Auch bei Lydia hat der Weg bis zur Diagnose und Behandlung Jahre gedauert. Wie viele Betroffene hat sie lange geglaubt, ihre starken Regelschmerzen seien normal. Erst mit Anfang 20 ist sie zur Frauenärztin gegangen:
"… die mir eigentlich relativ direkt gesagt hat, dass es die Möglichkeit gibt, dass ich Endometriose habe, die mir dann aber zum Ende hin dieser Sprechstunde einfach eine Broschüre von einem Pharma-Konzern in die Hand gedrückt hat und das hat bei mir ein bisschen eine Antihaltung ausgelöst."
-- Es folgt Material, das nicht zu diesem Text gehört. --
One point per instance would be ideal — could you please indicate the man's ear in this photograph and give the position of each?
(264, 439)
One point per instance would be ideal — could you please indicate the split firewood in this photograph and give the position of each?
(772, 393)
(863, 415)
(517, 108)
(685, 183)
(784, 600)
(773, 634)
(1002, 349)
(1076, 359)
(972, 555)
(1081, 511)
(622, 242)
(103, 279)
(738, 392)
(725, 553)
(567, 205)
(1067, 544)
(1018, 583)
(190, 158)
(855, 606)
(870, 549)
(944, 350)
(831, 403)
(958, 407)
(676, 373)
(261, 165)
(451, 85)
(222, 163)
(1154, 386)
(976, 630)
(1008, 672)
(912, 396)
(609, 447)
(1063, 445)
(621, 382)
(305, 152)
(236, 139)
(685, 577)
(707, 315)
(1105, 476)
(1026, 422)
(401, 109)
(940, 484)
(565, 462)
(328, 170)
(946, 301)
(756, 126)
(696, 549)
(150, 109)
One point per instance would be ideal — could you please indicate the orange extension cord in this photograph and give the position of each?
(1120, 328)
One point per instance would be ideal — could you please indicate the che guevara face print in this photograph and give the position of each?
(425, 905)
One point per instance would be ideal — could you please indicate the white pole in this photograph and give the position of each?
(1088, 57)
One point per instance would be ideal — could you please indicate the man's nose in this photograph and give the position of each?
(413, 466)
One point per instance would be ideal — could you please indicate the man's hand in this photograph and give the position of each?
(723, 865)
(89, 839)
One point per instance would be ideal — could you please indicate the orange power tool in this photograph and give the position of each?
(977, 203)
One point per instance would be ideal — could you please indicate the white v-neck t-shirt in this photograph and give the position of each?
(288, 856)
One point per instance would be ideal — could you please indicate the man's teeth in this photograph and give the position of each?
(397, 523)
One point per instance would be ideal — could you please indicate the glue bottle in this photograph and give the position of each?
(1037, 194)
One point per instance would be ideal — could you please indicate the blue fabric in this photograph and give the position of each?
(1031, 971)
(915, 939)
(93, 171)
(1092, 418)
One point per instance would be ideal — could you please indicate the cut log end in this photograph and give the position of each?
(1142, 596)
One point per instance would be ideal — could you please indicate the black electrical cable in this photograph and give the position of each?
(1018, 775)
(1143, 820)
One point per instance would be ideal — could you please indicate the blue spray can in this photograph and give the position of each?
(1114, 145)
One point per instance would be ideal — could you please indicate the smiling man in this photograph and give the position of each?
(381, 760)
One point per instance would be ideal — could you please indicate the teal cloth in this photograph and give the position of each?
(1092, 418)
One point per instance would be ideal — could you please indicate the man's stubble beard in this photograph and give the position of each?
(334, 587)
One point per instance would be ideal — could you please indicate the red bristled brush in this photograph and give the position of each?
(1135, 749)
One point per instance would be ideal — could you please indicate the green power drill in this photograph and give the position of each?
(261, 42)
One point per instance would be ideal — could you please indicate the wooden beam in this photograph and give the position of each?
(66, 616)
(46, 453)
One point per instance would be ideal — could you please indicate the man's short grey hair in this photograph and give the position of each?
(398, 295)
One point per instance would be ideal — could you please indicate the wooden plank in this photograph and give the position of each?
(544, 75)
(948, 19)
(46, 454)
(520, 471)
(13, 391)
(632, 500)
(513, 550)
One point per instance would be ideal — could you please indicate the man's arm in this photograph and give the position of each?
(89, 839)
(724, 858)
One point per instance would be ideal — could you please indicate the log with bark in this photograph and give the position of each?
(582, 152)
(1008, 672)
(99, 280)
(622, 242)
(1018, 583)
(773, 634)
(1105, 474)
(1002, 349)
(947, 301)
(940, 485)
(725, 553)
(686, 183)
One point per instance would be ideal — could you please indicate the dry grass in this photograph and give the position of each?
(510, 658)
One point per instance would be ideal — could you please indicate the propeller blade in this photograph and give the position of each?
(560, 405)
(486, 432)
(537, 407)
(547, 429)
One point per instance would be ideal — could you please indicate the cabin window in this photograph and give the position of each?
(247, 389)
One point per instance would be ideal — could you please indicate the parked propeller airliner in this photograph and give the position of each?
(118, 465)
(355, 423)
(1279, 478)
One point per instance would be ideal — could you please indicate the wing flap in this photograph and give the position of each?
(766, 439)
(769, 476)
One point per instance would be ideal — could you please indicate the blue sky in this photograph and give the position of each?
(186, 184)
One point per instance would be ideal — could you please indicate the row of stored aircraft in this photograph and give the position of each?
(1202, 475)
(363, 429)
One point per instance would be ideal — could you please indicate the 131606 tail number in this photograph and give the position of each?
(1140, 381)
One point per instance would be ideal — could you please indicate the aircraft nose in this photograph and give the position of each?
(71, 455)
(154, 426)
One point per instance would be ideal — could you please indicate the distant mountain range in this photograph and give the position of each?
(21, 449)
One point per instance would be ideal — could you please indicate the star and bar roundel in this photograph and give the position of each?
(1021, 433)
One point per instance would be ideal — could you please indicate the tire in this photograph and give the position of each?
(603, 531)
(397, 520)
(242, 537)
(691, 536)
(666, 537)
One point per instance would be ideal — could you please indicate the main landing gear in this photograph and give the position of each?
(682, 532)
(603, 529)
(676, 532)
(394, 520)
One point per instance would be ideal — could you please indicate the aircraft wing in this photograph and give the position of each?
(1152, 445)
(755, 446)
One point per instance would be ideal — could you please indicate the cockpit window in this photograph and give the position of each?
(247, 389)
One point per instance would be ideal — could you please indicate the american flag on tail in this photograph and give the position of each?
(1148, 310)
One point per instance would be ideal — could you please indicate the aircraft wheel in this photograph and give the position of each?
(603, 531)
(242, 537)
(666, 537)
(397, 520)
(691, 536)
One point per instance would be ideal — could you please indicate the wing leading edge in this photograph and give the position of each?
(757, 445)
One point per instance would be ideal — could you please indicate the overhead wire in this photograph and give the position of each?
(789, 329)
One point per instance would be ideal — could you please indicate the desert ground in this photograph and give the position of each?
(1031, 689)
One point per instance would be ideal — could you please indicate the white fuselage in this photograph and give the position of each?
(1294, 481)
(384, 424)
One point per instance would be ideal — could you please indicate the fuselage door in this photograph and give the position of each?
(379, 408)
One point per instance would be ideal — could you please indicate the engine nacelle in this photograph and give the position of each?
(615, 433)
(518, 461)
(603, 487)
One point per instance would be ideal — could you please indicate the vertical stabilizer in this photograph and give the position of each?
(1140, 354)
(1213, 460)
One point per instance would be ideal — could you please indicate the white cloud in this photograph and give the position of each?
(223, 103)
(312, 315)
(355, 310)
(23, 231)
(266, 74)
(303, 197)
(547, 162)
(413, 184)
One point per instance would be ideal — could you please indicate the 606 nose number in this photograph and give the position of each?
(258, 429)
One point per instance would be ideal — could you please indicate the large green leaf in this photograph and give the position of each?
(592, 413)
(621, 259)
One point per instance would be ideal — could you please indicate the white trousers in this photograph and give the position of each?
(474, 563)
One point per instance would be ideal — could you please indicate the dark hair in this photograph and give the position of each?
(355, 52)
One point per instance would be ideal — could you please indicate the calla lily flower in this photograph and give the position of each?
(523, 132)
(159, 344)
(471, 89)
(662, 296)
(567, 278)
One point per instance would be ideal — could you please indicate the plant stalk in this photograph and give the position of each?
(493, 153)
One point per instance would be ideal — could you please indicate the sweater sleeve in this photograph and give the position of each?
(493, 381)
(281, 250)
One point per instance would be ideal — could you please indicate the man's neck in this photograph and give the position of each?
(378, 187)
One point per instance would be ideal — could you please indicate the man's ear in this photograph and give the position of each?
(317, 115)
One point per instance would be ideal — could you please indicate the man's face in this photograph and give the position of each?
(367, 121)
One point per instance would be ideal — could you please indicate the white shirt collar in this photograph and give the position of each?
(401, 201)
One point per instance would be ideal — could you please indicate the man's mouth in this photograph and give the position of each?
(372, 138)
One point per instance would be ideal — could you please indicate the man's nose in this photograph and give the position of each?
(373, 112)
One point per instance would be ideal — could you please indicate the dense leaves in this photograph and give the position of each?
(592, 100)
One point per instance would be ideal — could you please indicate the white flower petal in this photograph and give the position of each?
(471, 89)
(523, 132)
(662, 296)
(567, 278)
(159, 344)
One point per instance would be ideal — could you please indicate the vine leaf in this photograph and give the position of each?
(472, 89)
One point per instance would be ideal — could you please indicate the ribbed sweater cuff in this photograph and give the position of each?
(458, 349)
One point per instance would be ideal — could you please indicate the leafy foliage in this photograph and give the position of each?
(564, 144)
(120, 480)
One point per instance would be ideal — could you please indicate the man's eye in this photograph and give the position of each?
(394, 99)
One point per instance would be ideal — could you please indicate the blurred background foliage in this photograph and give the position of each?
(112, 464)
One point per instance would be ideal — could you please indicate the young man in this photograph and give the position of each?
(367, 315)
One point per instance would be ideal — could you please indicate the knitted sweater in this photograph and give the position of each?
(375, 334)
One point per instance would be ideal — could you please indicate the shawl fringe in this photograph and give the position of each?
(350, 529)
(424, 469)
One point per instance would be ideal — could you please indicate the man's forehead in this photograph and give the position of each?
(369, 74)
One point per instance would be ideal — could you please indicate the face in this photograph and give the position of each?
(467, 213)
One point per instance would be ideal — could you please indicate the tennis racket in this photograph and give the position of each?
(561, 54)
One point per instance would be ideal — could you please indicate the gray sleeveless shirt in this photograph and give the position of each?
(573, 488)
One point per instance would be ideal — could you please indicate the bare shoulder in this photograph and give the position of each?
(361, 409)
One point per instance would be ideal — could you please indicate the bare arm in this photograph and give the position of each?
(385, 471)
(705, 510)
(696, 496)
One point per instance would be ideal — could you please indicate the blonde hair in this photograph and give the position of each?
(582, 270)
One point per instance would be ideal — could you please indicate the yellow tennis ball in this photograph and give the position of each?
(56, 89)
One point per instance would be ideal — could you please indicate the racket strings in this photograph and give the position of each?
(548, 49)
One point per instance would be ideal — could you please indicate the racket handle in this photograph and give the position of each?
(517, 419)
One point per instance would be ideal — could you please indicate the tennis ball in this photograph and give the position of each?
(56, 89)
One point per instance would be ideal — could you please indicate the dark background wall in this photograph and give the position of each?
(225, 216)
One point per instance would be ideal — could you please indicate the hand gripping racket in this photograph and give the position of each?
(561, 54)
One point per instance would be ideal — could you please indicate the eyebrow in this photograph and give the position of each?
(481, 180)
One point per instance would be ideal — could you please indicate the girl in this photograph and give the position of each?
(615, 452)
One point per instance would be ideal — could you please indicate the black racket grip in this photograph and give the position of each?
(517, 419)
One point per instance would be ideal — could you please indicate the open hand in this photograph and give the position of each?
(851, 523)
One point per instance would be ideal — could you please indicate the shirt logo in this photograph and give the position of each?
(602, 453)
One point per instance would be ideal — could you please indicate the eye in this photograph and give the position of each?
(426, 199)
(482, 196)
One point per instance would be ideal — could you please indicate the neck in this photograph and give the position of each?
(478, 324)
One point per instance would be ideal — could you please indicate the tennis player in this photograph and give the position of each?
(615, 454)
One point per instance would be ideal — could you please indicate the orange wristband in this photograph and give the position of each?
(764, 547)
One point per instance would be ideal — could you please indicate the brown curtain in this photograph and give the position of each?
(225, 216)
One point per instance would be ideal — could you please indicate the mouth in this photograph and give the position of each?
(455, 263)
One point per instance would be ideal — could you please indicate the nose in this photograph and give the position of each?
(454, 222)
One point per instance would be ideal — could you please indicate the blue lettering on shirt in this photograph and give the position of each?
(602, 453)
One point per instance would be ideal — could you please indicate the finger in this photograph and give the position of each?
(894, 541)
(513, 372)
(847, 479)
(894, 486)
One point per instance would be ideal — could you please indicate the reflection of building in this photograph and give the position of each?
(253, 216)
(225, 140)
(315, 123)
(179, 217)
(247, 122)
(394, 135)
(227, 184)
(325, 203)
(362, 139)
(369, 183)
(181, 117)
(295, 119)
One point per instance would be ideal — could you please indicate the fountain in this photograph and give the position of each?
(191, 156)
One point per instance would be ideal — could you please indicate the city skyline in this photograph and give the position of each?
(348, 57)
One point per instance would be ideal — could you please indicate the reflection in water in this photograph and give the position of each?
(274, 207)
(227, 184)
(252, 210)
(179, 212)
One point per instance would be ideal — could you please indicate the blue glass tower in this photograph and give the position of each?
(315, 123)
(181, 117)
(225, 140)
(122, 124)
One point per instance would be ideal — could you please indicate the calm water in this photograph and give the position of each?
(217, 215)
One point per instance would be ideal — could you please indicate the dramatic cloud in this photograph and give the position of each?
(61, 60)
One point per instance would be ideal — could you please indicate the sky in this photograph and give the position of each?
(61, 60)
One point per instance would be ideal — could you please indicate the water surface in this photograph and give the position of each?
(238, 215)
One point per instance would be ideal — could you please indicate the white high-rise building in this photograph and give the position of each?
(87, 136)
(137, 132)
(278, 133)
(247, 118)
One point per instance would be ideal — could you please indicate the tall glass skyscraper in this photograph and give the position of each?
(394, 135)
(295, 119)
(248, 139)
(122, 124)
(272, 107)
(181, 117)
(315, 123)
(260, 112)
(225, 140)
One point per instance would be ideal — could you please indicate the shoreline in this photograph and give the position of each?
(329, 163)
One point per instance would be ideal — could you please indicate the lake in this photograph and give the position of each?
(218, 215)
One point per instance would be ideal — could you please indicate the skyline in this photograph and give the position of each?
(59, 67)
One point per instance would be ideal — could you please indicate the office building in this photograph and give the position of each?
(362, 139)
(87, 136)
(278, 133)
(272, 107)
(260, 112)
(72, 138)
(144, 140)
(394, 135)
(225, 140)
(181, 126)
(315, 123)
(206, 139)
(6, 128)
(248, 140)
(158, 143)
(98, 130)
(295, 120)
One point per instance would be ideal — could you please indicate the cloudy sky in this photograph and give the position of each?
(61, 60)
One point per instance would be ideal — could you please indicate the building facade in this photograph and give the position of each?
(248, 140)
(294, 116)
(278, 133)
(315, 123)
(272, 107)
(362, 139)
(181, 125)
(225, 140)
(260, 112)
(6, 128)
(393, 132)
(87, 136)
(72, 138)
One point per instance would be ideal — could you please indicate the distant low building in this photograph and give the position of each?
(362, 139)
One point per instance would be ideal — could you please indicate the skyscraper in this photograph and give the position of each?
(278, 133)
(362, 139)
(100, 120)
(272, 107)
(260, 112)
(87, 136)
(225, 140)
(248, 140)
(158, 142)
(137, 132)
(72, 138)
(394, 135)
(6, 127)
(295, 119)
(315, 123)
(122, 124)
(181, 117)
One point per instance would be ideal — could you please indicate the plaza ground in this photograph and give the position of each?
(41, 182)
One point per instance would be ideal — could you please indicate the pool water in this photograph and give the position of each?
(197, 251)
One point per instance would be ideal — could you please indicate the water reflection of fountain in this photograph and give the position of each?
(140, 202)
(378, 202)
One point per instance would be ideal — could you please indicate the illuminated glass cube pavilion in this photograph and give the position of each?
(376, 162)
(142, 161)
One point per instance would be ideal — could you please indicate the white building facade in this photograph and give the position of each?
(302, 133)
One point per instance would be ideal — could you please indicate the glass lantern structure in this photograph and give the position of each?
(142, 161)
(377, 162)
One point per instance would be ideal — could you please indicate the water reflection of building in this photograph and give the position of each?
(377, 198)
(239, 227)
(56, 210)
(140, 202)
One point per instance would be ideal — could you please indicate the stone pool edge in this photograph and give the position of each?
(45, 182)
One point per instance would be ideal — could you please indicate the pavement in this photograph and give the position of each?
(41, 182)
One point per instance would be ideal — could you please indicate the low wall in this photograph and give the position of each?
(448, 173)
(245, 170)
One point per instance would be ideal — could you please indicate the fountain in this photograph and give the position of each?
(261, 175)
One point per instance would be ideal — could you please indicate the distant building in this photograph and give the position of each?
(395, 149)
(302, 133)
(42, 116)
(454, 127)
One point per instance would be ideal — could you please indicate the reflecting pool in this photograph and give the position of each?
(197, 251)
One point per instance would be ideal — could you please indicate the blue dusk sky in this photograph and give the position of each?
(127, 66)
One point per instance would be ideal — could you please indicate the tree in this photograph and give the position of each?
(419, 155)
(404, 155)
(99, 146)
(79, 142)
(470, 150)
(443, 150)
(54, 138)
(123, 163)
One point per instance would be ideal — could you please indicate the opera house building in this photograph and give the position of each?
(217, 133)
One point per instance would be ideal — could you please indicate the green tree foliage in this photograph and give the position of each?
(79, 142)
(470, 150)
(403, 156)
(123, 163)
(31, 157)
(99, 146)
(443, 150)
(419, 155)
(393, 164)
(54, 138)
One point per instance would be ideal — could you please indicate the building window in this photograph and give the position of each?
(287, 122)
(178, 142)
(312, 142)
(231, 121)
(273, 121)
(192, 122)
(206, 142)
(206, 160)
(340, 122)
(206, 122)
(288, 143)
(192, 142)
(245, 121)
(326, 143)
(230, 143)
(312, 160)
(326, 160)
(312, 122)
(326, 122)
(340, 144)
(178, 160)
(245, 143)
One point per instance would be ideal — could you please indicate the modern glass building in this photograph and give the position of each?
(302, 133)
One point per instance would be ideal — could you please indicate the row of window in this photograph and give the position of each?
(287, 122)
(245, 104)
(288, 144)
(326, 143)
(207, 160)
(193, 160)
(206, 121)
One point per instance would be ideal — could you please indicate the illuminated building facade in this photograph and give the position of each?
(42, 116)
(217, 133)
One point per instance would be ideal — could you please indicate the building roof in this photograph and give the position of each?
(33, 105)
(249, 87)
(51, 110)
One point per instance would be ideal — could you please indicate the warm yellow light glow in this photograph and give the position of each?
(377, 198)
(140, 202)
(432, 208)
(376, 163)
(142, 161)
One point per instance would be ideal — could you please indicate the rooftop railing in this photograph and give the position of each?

Hormone helfen, manchmal auch eine OP
Erst als die Schmerzen so stark wurden, dass sie während ihrer Menstruation nicht mehr arbeiten konnte, hat Lydia sich weiter informiert und ist schließlich zu einem Spezialisten gegangen.
Inzwischen hat sie eine Hormonspirale, die gegen die Schmerzen hilft.
Auch die Pille kann bei Endometriose verschrieben werden, sagt Professor Mechsner. Und manchmal ist eine Operation nötig.
Auf jeden Fall sollte die Krankheit behandelt werden. Zwei Drittel der befragten Endometriosepatientinnen haben in einer Untersuchung angegeben, dass unter der Krankheit auch ihre Beziehung gelitten hat. 20 Prozent haben die Endometriose sogar als Trennungsgrund genannt. Die chronischen Schmerzen schränken das Sozialleben und die Sexualität der Frauen ein, viele können keine Kinder bekommen.
Häufig wird die Krankheit nicht erkannt
Und nicht immer hat das Umfeld so viel Verständnis für die Situation wie in Lydias Fall:
"Ich hab versucht, möglichst offen damit zu sein von Anfang an. Meine Chefs waren immer so, tut mir leid, geh nach Hause, bleib im Bett und so. Und Freundinnen und Freunde haben mir auch immer geglaubt von Anfang an."
In jedem Fall müsse mehr über Regelschmerzen und Endometriose gesprochen werden, sagt auch Professor Mechsner. Zu häufig wird Endometriose nicht erkannt, die Schmerzen nicht ernstgenommen. Das hat nicht zuletzt auch gesellschaftliche Gründe:
"Es gibt keine Männerkrankheit, die so schmerzhaft ist, und wenn es das geben würde, wäre da garantiert schon eine Lösung gefunden. Also Frauen sind ganz sicher sehr stark dadurch eingeschränkt. Wenn ich mir vorstelle, ich als Chirurgin müsste sagen, im OP, einer Männerwelt – auch – ich hab heute meine Tage, ich kann heute diese fünf Stunden OP nicht machen, wäre undenkbar. Von daher wird das eben sehr heruntergespielt, nicht so wahrgenommen in der Gesellschaft."